A brown cat taking a selfie

Neural network puts an end to awkward auto-cropping of Twitter pics

Image credit: Dreamstime

Twitter is introducing a machine-learning algorithm capable of identifying the most interesting part of a photo and cropping the preview to focus on that area.

Social media is largely about competing for attention among users with snappy text and appealing images. Millions of photos are shared daily on Twitter alone.

However, when images are posted in a range of shapes and sizes, they must be cropped in previews for the sake of a consistent user experience. Often, the most important part of a photograph will be left out of view; for instance, an image preview may display a plain patch of carpet rather than the cat sitting on it.

Given that most users who view a post are likely to scroll past without clicking to see the full images, this is an issue that frustrates many Twitter users.

According to a blog post by Lucas Theis and Zehan Wang, members of Twitter’s machine-learning team, which describes a new approach to the preview problem, this is because Twitter uses simple facial-recognition software to identify the most important part of a picture.
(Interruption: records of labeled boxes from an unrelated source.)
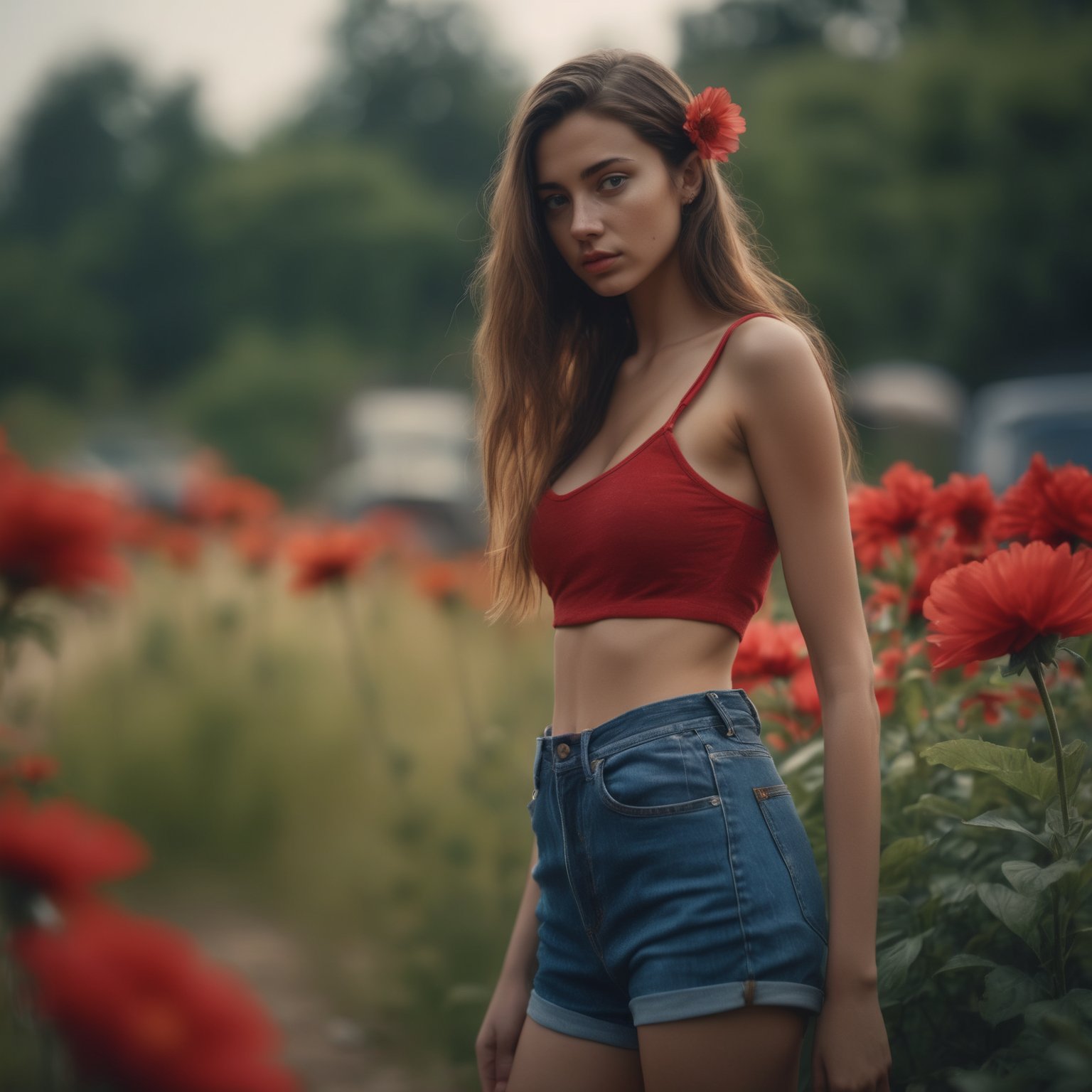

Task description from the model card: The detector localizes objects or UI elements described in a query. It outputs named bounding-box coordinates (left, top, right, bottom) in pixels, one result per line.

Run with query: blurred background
left=0, top=0, right=1092, bottom=1088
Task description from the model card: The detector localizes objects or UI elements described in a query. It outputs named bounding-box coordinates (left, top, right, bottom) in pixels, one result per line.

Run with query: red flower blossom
left=155, top=520, right=203, bottom=569
left=732, top=617, right=808, bottom=688
left=906, top=536, right=992, bottom=618
left=183, top=475, right=281, bottom=525
left=995, top=451, right=1092, bottom=546
left=682, top=87, right=747, bottom=161
left=232, top=520, right=281, bottom=572
left=0, top=754, right=57, bottom=785
left=414, top=560, right=463, bottom=603
left=11, top=901, right=298, bottom=1092
left=287, top=524, right=381, bottom=592
left=927, top=474, right=997, bottom=550
left=923, top=542, right=1092, bottom=668
left=0, top=791, right=151, bottom=901
left=0, top=461, right=129, bottom=594
left=848, top=459, right=933, bottom=570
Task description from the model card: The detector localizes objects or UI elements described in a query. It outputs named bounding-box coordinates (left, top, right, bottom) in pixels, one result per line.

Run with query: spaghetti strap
left=664, top=311, right=780, bottom=430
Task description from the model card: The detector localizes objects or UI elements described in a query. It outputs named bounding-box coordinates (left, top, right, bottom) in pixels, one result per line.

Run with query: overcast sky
left=0, top=0, right=699, bottom=155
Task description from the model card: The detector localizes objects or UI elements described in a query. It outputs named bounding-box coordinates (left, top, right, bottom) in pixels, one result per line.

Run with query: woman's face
left=535, top=110, right=700, bottom=296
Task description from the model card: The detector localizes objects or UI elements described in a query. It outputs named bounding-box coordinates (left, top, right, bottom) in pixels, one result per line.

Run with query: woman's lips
left=584, top=255, right=619, bottom=273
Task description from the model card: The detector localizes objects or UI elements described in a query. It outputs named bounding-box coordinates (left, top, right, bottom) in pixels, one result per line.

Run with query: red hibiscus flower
left=183, top=475, right=281, bottom=525
left=921, top=542, right=1092, bottom=668
left=0, top=461, right=129, bottom=595
left=10, top=901, right=298, bottom=1092
left=0, top=791, right=151, bottom=901
left=928, top=474, right=997, bottom=550
left=0, top=754, right=57, bottom=785
left=287, top=524, right=382, bottom=592
left=232, top=520, right=281, bottom=572
left=848, top=459, right=933, bottom=571
left=682, top=87, right=747, bottom=161
left=995, top=451, right=1092, bottom=547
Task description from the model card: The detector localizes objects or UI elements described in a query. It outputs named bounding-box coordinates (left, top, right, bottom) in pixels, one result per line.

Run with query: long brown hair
left=469, top=49, right=858, bottom=623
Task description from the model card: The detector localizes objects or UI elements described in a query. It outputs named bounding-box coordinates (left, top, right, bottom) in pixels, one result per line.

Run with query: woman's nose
left=570, top=201, right=601, bottom=237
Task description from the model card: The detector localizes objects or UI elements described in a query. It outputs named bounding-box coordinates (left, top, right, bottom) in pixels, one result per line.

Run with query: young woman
left=474, top=49, right=891, bottom=1092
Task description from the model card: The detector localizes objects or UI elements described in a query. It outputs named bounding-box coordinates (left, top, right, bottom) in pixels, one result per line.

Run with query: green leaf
left=902, top=793, right=966, bottom=819
left=963, top=810, right=1051, bottom=850
left=880, top=835, right=937, bottom=887
left=921, top=739, right=1086, bottom=803
left=0, top=611, right=58, bottom=660
left=978, top=966, right=1047, bottom=1027
left=1024, top=988, right=1092, bottom=1035
left=933, top=952, right=997, bottom=978
left=1002, top=860, right=1081, bottom=896
left=927, top=872, right=974, bottom=903
left=876, top=929, right=931, bottom=997
left=975, top=884, right=1042, bottom=959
While this works on many photos of humans, it does not work for pictures of landscapes, objects or pets. When a face cannot be identified, the preview image is simply cropped to the centre of the image.

In order to fix the problem of awkwardly cropped preview images, Theis, Wang and their colleagues tried a new approach to identifying the focal point of an image which takes into account saliency.

The Twitter engineers collected data from eye-tracking studies which displayed images to participants and recorded the points on the images that the eye freely focuses on first. This data was used to train a neural network to predict which parts of new images their users may be most interested in looking at.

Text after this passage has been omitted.